Bear destroyed after entering Sunningdale home

“I opened up the door and saw a big bear and the deep freeze was tipped over.” ~ Barb Billingsly

Saturday night was action-packed for homeowner Barb Billingsley in Sunningdale when a bear broke into her basement.

On May 16, around 11 p.m., a large male black bear came in through the basement door, knocked over a deep freezer, and alarmed Billingsley and her family, but didn’t do any lasting damage.

She says she figured out something was wrong in her home when she heard a noise coming from the basement.

“I just heard the noise downstairs, wondered what it was,” she said. “I just had a feeling, so I grabbed my dog and headed down the stairs. I opened up the door and saw a big bear and the deep freeze was tipped over.”

Her first reaction? Get her family and get out of the house.

“I had a family member sleeping downstairs, so I had to wake him up and get him upstairs fast,” she said, adding that once everyone was out of the basement, the ordeal still wasn’t over.

“We got upstairs and I said, ‘darn, I have to call 911.’ Then I thought the bear was gone because I didn’t hear any other noises. So I went downstairs to go close the door again and he was right there, so I went running for it.”

Billingsley and her family waited at a neighbour’s house until the police arrived to deal with the belligerent bruin.

She says the bear wasn’t a stranger to the area, wreaking havoc at other homes, breaking into her pool house previously and even standing on its hind legs on her deck. The bear wasn’t concerned with humans and wouldn’t leave her property despite the presence of dogs and humans trying to scare it away. As a result, the bear was destroyed by RCMP officers and disposed of by the city.

“The bear just didn’t care. He has been around the neighbourhood a lot, but this time, he came into our house,” she said. “He just stood there with the police spotlight on him and he just wasn’t going away. If he had just left, nothing would have happened to him. He would take something from the basement, go out in the yard and eat it, then come back inside to get something else.”

Now that the bear has been destroyed, she feels safer at home and in Sunningdale.

“I was trying to scare him away and there was no reaction,” said Billingsley. “I am not convinced that he wasn’t going to be aggressive, and he wasn’t at the time, but when he was up on the deck, he was big and intimidating.”

Sgt. Darren Oelke from the Trail RCMP detachment, said the bear was destroyed by officers, but only out of necessity.

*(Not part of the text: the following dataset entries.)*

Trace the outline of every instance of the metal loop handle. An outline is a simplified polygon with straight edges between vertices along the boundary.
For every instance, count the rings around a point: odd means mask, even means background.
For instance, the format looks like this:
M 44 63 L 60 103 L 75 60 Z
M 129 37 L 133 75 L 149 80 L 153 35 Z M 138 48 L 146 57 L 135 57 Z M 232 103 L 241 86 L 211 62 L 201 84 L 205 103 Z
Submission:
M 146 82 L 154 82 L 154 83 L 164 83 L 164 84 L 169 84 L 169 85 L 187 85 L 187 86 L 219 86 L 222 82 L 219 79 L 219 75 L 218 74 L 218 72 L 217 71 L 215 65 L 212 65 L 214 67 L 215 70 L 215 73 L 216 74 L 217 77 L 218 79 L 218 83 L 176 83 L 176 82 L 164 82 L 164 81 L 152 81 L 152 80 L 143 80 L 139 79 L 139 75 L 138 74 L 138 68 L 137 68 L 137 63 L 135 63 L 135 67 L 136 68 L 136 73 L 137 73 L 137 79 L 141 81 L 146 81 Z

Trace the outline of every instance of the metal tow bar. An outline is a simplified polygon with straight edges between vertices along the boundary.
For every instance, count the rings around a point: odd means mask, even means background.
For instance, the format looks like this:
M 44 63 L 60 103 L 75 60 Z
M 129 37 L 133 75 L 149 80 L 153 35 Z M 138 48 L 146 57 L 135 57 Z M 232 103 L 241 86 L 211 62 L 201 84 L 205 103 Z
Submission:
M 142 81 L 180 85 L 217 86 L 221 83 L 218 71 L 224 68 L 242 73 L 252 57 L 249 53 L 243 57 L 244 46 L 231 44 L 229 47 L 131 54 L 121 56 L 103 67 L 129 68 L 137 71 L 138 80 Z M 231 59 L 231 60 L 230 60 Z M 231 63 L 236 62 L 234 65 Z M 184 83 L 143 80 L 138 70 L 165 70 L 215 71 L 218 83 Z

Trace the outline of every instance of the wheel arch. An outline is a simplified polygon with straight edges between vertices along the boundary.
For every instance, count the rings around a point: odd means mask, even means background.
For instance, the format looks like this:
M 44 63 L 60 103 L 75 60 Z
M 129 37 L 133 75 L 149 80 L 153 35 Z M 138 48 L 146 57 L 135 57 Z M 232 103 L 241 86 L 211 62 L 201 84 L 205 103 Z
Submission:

“It was just the fact that the bear was in a residential area and there was a concern for the safety of the people that live there,” he said, adding that the bear had made it outside to the yard before it was destroyed.

“The bear had already been inside and officers would have to look at the situation and decide whether or not to destroy the bear.”

Oelke says to keep doors and windows closed to prevent an unwanted visitor in your home, but some bears are determined to get in, no matter what the obstacle.

“I remember, over the last few years, someone would have some food out on the counter in the kitchen and if bears smell it and they want it, (they are going to get it),” said Oelke. “I have seen them breaking windows and right through screen doors. If they are hungry, they are going to try.”